Madrid, Spain — #27 in Madrid

Nakeima

Creative Tapas/ $$/ Malasaña / Conde Duque/ Recommended

The most talked-about counter in Malasaña — Nakeima's rapid-fire succession of creative bites draws a mixed crowd of chefs, media, and regulars who have made it the city's favourite late-dinner secret.

8.7
Food
8.2
Ambience
9.1
Value

The Experience

Nakeima sits in Malasaña — the neighbourhood that contains Madrid's most concentrated density of genuinely exciting food, as opposed to gastronomy for its own sake. The restaurant is a small counter with a kitchen visible at close range, an open kitchen philosophy taken seriously enough that the chefs are genuinely part of the evening's entertainment, and a menu that announces itself as a series of small plates rather than courses.

The kitchen's aesthetic is somewhere between Japanese precision and Spanish informality — small bites assembled with care, using Spanish raw materials but shaped by techniques that have no particular national affiliation. The menu changes frequently and is best understood as the kitchen's diary: what the market gave them this week, what combinations they're exploring, what new idea arrived from the last trip someone on the team made. It is a restaurant actively in the middle of thinking.

The space seats perhaps thirty covers and generates the particular energy that Madrid's best small restaurants generate when they're full: convivial, a little loud, genuinely engaged with the evening. The team is young, and the service is warm rather than formal — wine recommendations arrive as conversation rather than presentation, and the kitchen's enthusiasm for the food is infectious.

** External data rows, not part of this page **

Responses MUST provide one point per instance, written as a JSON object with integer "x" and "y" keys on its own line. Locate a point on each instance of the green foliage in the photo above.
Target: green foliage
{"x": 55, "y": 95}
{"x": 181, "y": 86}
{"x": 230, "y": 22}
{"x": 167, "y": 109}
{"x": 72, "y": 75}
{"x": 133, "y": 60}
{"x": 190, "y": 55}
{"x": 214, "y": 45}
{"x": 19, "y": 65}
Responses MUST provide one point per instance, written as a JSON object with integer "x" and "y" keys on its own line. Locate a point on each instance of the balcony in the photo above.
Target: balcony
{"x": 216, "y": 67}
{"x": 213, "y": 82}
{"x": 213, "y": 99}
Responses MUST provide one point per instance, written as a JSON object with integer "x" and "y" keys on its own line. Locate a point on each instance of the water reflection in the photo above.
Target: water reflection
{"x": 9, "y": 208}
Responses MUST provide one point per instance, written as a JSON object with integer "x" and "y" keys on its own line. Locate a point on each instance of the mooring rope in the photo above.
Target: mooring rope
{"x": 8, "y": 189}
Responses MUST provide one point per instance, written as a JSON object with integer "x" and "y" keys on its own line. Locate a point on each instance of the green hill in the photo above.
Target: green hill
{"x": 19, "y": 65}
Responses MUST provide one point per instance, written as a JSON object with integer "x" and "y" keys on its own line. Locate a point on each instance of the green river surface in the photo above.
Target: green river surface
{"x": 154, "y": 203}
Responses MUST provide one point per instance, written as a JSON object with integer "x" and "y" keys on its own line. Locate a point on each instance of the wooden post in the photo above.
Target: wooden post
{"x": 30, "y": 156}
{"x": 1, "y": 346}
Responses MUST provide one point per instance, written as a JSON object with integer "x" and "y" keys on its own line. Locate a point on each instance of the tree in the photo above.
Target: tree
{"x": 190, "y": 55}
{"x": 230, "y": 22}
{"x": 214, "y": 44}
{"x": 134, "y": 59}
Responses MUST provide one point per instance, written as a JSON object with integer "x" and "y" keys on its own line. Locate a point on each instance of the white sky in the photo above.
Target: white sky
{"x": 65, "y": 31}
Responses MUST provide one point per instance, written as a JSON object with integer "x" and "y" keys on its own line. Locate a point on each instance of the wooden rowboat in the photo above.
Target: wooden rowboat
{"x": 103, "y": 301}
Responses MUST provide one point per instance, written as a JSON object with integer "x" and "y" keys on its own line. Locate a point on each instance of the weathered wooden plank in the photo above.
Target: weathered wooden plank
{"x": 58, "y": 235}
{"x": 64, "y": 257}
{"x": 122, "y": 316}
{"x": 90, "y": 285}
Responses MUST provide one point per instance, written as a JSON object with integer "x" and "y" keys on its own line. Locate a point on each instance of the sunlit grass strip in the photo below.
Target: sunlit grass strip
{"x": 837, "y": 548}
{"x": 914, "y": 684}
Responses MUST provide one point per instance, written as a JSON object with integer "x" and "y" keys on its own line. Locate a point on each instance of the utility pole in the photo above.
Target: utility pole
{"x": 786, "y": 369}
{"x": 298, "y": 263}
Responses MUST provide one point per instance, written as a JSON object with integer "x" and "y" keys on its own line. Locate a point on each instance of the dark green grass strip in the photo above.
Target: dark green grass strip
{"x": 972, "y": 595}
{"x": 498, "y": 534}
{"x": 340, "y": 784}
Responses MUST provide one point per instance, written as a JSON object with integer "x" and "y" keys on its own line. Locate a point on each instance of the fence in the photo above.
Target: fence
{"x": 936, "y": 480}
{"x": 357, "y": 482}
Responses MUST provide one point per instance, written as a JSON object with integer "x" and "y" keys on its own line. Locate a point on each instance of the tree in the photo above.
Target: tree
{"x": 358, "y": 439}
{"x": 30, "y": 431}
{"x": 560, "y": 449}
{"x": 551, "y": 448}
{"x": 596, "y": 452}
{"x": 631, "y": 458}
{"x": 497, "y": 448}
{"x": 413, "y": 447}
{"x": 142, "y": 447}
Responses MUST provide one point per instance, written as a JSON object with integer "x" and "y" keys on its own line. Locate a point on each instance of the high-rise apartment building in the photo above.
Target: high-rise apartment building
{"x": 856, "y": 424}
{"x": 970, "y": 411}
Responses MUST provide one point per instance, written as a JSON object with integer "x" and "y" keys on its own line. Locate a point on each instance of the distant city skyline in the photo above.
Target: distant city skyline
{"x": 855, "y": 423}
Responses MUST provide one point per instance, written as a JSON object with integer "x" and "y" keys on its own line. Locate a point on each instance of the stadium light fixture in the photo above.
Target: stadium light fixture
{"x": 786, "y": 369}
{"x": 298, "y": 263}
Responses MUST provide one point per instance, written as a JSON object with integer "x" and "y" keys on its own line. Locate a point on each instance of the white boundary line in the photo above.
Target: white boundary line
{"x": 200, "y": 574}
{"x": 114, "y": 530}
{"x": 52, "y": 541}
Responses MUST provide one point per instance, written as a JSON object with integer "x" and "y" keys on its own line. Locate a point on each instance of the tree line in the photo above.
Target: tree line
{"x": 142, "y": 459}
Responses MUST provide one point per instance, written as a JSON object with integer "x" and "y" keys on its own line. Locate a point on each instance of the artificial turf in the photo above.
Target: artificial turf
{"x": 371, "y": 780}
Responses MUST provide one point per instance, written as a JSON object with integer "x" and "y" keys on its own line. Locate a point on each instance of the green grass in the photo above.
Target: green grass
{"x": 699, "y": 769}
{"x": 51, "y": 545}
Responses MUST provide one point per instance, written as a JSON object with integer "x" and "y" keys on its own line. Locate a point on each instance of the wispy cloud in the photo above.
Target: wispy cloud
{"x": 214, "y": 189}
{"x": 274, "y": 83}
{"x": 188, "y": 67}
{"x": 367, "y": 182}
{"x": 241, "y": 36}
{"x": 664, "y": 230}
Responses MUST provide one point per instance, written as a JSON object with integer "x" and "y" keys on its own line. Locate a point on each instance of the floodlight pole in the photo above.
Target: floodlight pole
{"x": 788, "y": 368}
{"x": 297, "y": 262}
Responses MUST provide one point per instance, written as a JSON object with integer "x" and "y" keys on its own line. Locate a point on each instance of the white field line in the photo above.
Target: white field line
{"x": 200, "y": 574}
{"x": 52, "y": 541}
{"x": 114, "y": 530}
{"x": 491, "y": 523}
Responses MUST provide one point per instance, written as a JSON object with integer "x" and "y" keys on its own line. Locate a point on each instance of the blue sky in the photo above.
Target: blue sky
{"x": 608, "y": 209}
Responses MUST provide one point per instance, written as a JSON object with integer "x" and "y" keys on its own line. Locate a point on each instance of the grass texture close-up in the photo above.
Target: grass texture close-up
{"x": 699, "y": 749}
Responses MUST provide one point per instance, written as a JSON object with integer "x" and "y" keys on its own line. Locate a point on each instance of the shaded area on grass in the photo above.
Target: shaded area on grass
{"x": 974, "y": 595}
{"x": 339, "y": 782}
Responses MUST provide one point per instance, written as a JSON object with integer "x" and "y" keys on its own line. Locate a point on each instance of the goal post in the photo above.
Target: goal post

For the price point, Nakeima is one of the best-value creative dining experiences in Madrid. It lacks the Michelin infrastructure of the city's starred restaurants, but it compensates with spontaneity, value, and the specific pleasure of eating somewhere that is still in the process of becoming something rather than resting on what it already is.

Best Occasion: First Date

A first date at Nakeima has several structural advantages: the counter format creates natural conversation topics (what just arrived, what does that taste like, what is that technique), the food is interesting enough to require discussion, and the energy of Malasaña — one of Madrid's best neighbourhoods for continuing a good evening — surrounds it. The price point removes financial pressure from a first meeting.

What to Order

Ask the kitchen what arrived from the market that day. The response usually reveals the dish they're most excited to cook. Oysters, when available, are treated with unusual intelligence for a Madrid counter. The house vermouth is an appropriate way to start. Wine is natural and predominantly Spanish; the list is short and honest.